Sadly, the legacy of the Danites is one of idolatry and paganism. The first and second commandments clearly state not to have any gods before the LORD and not to worship idols (Exodus 20), yet the tribe of Dan openly did both. Their blatant sinfulness was an offense to God. Perhaps this is the primary reason why the children of Dan will not be chosen as witnesses for Jesus during the coming years of tribulation.
In some cultures and religions, people still fashion actual graven images and idols to worship. This not the practice of most Christians today. That said, idolatry still runs rampant among believers in the church though in a more subtle way. Many people elevate things like money, food, pleasure, and success over God and allow these misguided worldly pursuits to become idols in their lives.
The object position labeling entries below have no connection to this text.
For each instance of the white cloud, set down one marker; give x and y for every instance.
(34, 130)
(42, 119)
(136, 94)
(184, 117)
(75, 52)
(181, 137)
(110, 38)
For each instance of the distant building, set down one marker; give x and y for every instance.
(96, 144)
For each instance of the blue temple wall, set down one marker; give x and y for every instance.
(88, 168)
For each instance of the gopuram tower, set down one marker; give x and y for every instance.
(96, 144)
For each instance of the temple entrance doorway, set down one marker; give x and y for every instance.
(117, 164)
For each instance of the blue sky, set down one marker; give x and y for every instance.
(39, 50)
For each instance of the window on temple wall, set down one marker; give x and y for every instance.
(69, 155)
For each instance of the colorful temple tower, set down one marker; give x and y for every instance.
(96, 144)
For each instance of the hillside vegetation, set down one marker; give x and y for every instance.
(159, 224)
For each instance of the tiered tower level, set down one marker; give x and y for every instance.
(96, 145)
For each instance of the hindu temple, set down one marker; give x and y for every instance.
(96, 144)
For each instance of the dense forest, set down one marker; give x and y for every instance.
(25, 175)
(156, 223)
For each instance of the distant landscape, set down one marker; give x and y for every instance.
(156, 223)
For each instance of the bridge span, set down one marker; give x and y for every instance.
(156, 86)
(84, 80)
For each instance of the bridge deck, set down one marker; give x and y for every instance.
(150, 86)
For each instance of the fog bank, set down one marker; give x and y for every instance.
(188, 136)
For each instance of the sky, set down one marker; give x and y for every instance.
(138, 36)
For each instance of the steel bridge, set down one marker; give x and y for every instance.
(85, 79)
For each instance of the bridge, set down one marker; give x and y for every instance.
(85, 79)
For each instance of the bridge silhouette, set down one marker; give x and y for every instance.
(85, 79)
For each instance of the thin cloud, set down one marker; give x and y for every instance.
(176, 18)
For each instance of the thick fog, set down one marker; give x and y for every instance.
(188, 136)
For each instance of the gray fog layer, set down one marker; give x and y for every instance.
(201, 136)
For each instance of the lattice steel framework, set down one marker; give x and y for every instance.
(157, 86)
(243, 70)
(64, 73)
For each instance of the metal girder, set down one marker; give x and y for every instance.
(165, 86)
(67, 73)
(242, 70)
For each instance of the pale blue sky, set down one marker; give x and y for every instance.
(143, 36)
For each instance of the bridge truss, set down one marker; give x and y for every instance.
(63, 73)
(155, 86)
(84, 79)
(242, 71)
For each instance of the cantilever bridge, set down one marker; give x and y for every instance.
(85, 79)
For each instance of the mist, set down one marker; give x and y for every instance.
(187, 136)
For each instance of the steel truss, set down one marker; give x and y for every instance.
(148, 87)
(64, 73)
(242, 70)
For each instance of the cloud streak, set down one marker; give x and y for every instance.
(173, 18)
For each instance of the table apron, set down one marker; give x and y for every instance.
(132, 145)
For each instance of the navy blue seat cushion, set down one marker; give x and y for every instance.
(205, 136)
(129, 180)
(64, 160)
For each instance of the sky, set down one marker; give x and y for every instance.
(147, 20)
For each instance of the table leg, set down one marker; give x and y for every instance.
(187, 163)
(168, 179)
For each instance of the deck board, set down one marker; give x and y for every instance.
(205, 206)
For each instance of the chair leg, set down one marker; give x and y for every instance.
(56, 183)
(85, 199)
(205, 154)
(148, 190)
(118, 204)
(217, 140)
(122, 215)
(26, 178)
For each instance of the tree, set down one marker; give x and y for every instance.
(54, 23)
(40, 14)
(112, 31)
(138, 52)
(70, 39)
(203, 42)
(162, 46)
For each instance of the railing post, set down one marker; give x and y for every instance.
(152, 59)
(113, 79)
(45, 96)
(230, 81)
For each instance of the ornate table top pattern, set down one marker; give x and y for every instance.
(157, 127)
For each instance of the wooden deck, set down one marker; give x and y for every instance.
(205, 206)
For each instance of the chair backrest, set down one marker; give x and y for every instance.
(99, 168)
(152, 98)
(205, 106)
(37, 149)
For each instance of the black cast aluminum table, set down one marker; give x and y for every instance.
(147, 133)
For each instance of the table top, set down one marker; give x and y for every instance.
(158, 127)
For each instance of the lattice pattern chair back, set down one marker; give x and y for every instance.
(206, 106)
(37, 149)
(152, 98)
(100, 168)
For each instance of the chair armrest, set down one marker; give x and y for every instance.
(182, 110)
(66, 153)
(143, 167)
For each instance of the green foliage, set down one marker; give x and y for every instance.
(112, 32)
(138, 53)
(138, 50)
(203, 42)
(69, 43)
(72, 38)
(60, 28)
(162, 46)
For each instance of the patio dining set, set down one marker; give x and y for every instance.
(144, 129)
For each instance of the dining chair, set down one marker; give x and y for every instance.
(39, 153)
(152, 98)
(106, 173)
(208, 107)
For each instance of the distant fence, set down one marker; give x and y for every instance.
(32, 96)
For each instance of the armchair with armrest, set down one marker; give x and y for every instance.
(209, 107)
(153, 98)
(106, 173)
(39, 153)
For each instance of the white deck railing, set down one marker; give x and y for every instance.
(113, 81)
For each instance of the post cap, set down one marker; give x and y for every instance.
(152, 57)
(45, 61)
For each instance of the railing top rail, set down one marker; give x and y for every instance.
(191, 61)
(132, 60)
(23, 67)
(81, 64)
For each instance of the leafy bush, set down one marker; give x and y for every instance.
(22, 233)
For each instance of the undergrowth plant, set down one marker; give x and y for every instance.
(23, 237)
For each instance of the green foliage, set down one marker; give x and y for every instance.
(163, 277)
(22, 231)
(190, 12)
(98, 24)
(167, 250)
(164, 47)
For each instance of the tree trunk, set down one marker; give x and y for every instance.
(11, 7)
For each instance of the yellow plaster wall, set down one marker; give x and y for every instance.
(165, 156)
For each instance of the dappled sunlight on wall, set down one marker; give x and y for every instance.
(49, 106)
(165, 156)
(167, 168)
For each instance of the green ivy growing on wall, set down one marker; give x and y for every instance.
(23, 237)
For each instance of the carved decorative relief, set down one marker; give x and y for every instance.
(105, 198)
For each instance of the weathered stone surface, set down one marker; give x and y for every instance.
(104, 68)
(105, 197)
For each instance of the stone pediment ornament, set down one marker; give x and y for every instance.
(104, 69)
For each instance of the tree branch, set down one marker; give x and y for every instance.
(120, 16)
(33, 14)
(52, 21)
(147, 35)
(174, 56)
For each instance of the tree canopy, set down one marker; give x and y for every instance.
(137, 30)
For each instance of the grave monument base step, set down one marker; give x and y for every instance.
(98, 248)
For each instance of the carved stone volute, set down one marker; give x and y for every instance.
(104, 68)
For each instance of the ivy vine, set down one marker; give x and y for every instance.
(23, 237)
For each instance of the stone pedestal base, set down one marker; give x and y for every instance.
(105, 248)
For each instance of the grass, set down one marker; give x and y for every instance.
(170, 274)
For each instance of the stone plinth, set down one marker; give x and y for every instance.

In fact, idolatry - worshiping something or someone other than and in place of God - is at the root of all sin.
The tribe of Dan is the fourth of the 12 tribes of Israel (excluding Levi). For the most part, the Danites historically chased after false gods and worshiped idols. God was extremely displeased with their behavior, and thus they are the only tribe that will not have a remnant sealed and protected during the tribulation period. We can learn from the tribe of Dan that God hates and will certainly punish idolaters.
As we close, I challenge us to think about idols in our own lives. Perhaps you don’t have any pagan statues or monuments in your house, but are you worshiping other types of idols nonetheless? Am I? If so, may we repent of our idolatry and restore God to His first and rightful place.